Molecular simulation study on the stability of methane hydrate confined in slit-shaped pores

The stability of natural gas hydrates in confined space is highly related to several scientific and technical problems, such as the estimation of amounts of hydrates in reservoirs and its stability, the usage of hydrates as media for storing and transporting gases, and the sequestration of carbon dioxide in the form of hydrate. By performing massive molecular simulations, we established phase boundaries of methane hydrate in confined space and evaluated the effects of pore size and pore surface properties on the stability, growth, and decomposition of gas hydrates. The results indicate that the melting points of methane hydrate are controlled by the slit size, while the mineral surface has a minor effect on it. In addition, the specific surface area of the hydrate particles determines the stability of the hydrate in silica slits. Our further analysis reveals that methane hydrate has faster dissociation kinetics in confined space than that in bulk phase, and methane hydrate dissociates faster in the hydrophilic system than in the hydrophobic system. The implications of our results with a schematic model on the formation and dissociation of gas hydrates in sediment conditions and porous materials are discussed. (C) 2022 Elsevier Ltd.
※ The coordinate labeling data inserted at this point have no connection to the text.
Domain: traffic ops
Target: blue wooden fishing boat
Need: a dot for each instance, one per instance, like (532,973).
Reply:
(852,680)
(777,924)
All rights reserved.

Automated summary

This study investigates the stability of natural gas hydrates in confined space through molecular simulations, focusing on the effects of pore size and pore surface properties. The results show that the melting points of methane hydrate are controlled by the slit size, while the mineral surface has a minor effect. Additionally, the specific surface area of hydrate particles determines their stability in silica slits. Methane hydrate dissociates faster in confined space, especially in hydrophilic systems.